Newswise — What if your boss asked you to have a chip implanted in your arm? Would you do it? What if it meant getting a higher salary? Radio frequency identification (RFID) tags, small circuits consisting of a microchip and an antenna that generate a radio signal when triggered by a reading device, are implanted in millions of pets and livestock to keep track of them and return them to their owners if they are lost. In the last few years people have begun to have tags planted in themselves--a move that could have serious repercussions for our privacy and freedom, according to Kenneth R. Foster and Jan Jaeger, University of Pennsylvania professors and authors of an article in the March issue of IEEE Spectrum.

Indeed, society has yet to answer such basic questions as whether an implanted tag is the property of the person it's implanted in or the company that issued the tag. When you leave a job, you typically turn in your keys, Foster and Jaeger point out. Would you have to have an implant surgically removed with each job change?

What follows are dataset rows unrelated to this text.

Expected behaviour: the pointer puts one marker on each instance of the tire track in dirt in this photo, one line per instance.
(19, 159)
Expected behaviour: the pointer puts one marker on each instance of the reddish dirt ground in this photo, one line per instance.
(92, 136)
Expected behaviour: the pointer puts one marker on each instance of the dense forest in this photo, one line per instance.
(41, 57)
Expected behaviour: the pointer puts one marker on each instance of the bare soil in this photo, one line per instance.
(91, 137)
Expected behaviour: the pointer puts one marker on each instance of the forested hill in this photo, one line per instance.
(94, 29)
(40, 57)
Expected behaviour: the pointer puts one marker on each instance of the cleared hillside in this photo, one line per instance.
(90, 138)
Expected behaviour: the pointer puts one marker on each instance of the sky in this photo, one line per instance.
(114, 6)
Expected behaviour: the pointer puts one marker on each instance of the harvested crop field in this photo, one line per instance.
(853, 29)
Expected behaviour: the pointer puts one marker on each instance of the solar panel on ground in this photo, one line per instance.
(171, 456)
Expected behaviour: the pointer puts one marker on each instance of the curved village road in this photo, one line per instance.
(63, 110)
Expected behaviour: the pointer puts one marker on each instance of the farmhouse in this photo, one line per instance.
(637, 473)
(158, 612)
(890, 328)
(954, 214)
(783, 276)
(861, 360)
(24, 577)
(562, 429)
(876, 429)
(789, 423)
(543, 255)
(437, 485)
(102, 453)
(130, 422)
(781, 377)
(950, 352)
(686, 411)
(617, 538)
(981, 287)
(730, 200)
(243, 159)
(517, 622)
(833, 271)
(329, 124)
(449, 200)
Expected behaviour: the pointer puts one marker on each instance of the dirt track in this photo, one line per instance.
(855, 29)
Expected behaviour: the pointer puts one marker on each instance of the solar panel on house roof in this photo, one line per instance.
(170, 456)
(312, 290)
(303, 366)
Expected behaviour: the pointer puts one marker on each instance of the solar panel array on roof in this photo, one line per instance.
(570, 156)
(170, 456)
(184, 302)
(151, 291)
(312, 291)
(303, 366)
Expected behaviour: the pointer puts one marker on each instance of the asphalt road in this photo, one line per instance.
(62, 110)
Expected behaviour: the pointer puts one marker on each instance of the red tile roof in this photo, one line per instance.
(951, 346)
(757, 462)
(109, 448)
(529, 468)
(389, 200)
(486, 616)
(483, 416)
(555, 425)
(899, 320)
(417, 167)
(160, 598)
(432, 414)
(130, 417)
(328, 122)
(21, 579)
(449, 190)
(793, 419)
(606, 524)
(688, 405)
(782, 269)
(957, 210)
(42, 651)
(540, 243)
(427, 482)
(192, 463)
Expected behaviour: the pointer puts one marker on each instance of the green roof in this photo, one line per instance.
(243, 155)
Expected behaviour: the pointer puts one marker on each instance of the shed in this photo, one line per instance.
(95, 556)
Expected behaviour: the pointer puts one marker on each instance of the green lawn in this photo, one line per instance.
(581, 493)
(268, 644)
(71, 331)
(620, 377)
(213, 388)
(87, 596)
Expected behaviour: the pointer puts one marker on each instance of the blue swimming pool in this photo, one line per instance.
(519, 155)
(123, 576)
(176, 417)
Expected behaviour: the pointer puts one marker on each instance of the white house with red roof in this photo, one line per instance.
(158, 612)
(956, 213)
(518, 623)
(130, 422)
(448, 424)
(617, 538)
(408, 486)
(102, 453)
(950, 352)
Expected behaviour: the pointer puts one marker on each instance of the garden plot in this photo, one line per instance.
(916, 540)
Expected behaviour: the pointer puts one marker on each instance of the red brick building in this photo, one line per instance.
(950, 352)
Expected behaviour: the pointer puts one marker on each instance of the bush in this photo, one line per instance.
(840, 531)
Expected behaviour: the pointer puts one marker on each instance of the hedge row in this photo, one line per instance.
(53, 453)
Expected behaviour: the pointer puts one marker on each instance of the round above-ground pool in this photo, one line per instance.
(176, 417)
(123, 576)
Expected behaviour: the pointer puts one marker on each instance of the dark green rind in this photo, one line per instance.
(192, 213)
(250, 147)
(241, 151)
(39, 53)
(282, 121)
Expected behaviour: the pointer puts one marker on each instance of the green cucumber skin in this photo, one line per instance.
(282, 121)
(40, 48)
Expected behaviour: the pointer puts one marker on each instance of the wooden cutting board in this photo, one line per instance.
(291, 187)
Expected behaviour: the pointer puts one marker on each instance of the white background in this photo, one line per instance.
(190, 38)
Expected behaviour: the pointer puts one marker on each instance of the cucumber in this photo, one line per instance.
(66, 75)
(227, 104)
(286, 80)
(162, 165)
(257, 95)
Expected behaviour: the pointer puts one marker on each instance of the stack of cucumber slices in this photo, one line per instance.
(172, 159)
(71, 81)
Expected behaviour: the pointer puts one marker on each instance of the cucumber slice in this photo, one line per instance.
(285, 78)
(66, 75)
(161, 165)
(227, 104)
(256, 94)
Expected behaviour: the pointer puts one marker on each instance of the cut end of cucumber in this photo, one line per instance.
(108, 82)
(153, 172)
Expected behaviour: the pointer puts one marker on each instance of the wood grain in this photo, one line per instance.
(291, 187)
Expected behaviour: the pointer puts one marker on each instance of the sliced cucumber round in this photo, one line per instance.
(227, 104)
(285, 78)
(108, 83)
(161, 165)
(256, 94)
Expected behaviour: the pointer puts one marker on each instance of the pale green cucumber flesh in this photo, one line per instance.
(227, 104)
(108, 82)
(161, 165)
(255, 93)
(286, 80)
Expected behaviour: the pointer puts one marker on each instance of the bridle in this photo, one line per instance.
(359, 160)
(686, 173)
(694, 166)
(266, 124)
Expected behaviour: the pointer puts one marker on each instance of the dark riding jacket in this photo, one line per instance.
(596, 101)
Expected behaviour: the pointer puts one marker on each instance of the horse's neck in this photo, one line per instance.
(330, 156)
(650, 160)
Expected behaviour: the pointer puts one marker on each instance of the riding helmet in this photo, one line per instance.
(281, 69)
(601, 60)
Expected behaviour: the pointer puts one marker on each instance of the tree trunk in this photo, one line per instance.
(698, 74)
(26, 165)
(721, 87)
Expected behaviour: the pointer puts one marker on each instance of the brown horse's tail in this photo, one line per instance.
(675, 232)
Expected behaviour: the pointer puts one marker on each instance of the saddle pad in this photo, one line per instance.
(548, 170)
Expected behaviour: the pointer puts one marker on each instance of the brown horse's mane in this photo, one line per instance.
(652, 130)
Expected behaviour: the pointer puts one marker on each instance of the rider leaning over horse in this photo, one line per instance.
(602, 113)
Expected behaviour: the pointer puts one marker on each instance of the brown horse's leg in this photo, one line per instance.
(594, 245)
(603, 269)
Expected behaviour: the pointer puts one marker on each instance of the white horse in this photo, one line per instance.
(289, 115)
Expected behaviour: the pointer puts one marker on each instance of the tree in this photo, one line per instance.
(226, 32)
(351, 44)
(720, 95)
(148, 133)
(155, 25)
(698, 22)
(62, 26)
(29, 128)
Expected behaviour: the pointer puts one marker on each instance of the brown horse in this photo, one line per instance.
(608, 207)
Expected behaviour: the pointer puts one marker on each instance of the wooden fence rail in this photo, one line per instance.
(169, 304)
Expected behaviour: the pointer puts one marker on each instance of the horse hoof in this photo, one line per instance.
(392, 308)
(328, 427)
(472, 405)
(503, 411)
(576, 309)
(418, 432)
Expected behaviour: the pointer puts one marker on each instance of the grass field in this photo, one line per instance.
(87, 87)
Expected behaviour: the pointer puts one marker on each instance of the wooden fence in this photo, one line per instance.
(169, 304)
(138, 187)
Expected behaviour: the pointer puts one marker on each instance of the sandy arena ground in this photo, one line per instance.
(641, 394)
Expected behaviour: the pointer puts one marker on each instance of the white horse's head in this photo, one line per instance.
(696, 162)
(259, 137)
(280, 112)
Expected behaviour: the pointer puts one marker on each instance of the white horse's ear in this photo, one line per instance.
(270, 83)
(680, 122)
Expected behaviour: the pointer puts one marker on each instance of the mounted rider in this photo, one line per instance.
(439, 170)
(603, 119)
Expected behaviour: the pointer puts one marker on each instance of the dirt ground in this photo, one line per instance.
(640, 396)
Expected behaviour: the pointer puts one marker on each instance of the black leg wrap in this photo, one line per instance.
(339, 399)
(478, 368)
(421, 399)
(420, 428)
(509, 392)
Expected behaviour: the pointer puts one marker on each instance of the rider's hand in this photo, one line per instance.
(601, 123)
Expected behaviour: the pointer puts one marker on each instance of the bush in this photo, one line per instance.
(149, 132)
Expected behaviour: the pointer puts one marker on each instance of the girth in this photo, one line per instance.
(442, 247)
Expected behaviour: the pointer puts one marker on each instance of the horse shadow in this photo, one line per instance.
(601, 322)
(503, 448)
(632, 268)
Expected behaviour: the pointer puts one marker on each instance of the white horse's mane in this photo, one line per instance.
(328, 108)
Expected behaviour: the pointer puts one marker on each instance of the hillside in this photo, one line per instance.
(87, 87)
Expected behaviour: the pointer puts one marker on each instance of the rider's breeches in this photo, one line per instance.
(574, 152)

Although mandating that everyone be chipped seems far from likely, Jaeger and Foster are concerned that supposedly voluntary implantation would be anything but. Responding to a proposal to chip guest workers entering the United States for employment, they write: "Guest workers might ostensibly consent to having chips implanted. But would chipping them be truly voluntary? Such 'voluntary' actions may determine a person's ability to earn a living, and the worker might not view the implantation as something he or she could refuse. What person facing poverty at home and given the prospect of a job in a different country would be in a position to argue?"

With thousands of people already implanted, it's past time to answer these thorny questions.